From: Lars Kristan (firstname.lastname@example.org)
Date: Mon Dec 13 2004 - 09:35:09 CST
Philippe VERDY wrote:
> If a source sequence is invalid, and you want to preserve it,
> then this sequence must remain invalid if you change its encoding.
> So there's no need for Unicode to assign valid code points
> for invalid source data.
Using invalid UTF-16 sequences to represent invalid UTF-8 sequences is a
known approach (UTF-8B, if I remember correctly). But this is then not
UTF-16 data so you don't gain much. The data is at risk of being rejeted or
filtered out at any time. And that misses the whole point.
Specifically, unpaired surrogates that are used in the UTF-8B conversion
have additional risks, but that is not the issue now.
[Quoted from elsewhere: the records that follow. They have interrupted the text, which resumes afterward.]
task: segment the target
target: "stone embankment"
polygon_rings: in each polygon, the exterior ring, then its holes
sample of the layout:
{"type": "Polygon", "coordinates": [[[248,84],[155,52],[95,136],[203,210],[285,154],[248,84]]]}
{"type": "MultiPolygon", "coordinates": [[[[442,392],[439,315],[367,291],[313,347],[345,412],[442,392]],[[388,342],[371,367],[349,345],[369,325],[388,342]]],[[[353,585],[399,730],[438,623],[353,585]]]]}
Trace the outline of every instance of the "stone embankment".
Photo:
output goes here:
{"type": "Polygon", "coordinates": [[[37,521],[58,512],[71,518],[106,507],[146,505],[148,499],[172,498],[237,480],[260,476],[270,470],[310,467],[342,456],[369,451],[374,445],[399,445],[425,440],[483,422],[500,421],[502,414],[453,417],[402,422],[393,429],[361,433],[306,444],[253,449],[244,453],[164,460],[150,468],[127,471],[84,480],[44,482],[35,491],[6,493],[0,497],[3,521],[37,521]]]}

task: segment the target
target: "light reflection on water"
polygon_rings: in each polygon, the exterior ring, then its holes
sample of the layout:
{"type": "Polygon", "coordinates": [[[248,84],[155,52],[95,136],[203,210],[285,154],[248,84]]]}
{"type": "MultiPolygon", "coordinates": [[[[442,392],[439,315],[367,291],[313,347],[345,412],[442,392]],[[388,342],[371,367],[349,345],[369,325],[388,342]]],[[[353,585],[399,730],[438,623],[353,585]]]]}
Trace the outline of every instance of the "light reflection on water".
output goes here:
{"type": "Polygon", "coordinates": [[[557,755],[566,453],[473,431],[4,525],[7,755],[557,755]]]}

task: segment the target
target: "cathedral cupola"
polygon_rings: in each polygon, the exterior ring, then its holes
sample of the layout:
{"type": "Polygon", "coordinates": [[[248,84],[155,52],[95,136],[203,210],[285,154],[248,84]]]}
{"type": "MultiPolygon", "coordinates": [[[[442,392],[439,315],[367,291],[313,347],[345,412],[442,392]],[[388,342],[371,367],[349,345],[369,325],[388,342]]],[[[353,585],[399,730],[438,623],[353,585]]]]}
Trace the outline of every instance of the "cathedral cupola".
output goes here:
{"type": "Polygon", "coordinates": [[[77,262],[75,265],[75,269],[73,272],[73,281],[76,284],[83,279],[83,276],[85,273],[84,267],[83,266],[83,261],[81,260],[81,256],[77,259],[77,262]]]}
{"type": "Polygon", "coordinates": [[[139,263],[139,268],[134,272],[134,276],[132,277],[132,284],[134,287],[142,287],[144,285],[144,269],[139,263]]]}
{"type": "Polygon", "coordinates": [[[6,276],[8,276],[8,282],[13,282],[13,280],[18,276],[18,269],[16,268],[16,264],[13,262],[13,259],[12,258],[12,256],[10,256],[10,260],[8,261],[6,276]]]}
> Using PUA space or some unassigned space in Unicode to
> represent invalid sequences present in a source text will be
> a severe design error in all cases, because that conversion
> will not be bejective and could map invalid sequences to
> valid ones without further notice, changing the status of the
> original text which should be kept as incorrectly encoded,
> until explicitly corrected or until the source text is
> reparsed with another more appriate encoding.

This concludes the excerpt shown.